It’s been 30 issues since Mark Waid last wrote “Amazing Spider-Man” and he’s returned to the title for a short crossover with “Daredevil.” Continued in next week’s “Daredevil” #8, “Devil and the Details” has Spider-Man enlisting Daredevil’s help after the Black Cat is arrested for a robbery, assuming that Matt Murdock may be the lawyer she’ll need to clear her name. It’s a simple plot that can be done in two issues and allows Waid to focus on the characters, an area where he excels. That and Emma Rios on art makes “Amazing Spider-Man” #677 a great start to this two-issue crossover.
Despite Waid currently writing “Daredevil,” his approach to this issue is decidedly from Spider-Man’s perspective. It’s not a case of a writer from another comic coming over and writing another issue of it under a different title. Still heartbroken over his breakup with Carlie, Peter wanders New York until stopping a crook and running into the Black Cat. Peter’s narration is completely depressing and cynical; when the crook, scared of Spider-Man says, “Tell my wife I love her...” Peter’s response is a simple “No.” The shift in tone from lonely, depressed Peter to ‘trying to put the moves on the Black Cat’ Peter is amusing, especially since the Black Cat sees right through his act.

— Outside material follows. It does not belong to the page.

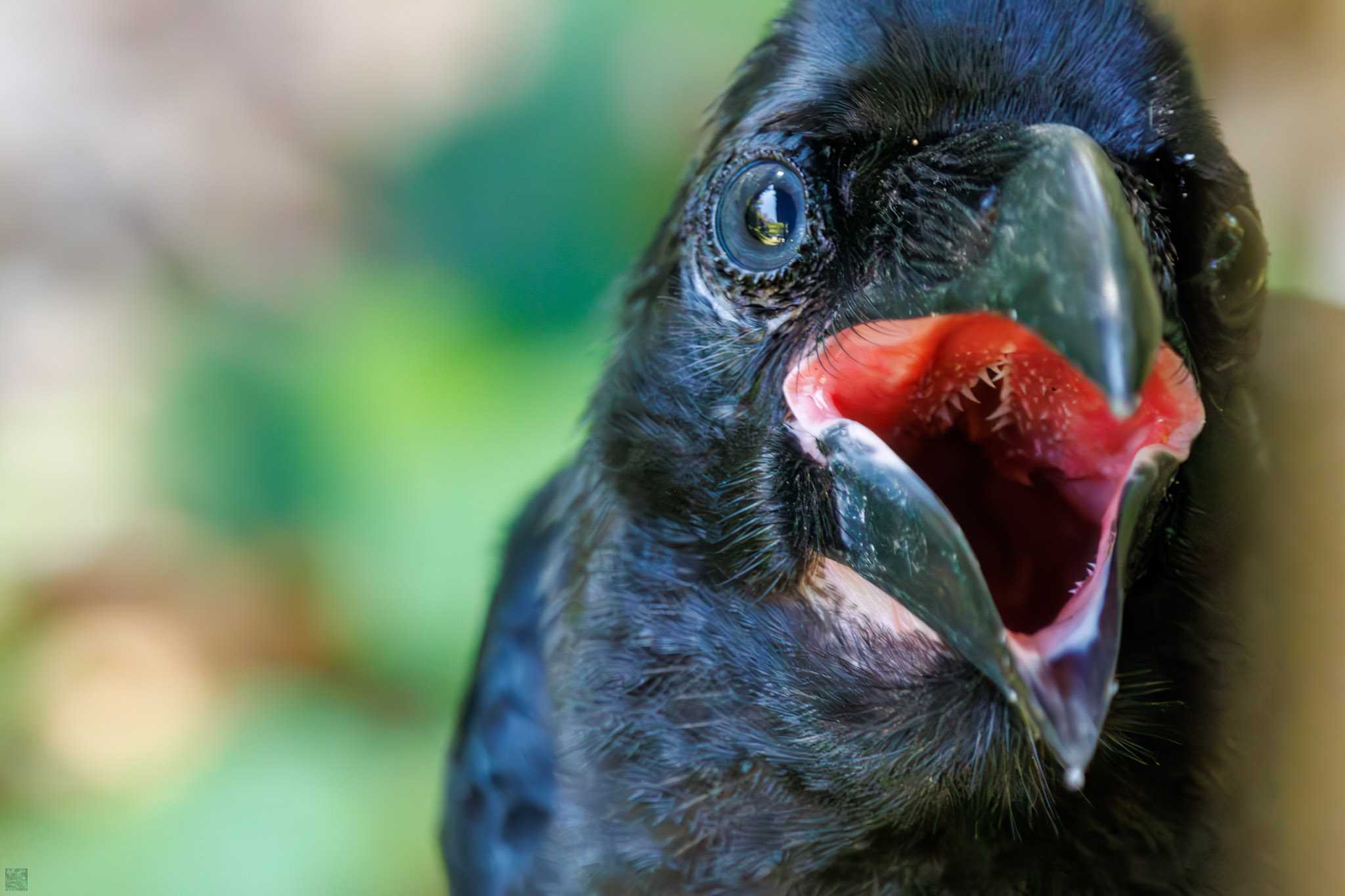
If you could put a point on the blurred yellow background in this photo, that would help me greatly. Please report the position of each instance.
(298, 301)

The interplay between Spider-Man and Daredevil is even stronger. From Matt Murdock denying he’s Daredevil when Spider-Man swings up to him, addressing him as Daredevil to the two discussing how construction has ruined getting around town for those that swing up street-level, the two talk like old friends that have a lot in common. Sure, Matt’s bottom seems to be even lower than Peter’s, but Waid highlights how the two can relate to one another. And them playing chicken via falling off a building is pretty entertaining, playing up both of their reckless sides.
If there’s something besides Waid’s presence that makes this seem, on the surface, like an issue of “Daredevil,” it’s the art of Emma Rios. Her distinctive style would fit in perfectly on that book, though the character she handles best here is Spider-Man. She plays around with how expressive his mask can be, preferring narrow eyes over the usual larger eyes on the mask. Her Spider-Man is a lanky guy that always seems to be flailing about in twelve different directions, while Daredevil is a guy who exudes confidence, standing all nonchalant and moving with more obvious grace. Considering how similar the two could be depicted, she really gets across their personalities through their movements.
For fans of “Daredevil,” this crossover is almost like getting two issues this month, while regular readers of “Amazing Spider-Man” get a taste of what makes “Daredevil” such a great comic. The plot here is one that allows Waid and Rios to focus on the characters, which isn’t often the case with crossovers. Usually, the plot drives things to the point where characters get lost; it’s refreshing that that isn’t the case here. This comic shows that Waid knows what the coolest parts of crossovers and team-ups are: seeing your favorite characters interacting. Frankly, after this issue, I’d be happy to read a Spider-Man/Daredevil team-up book every month.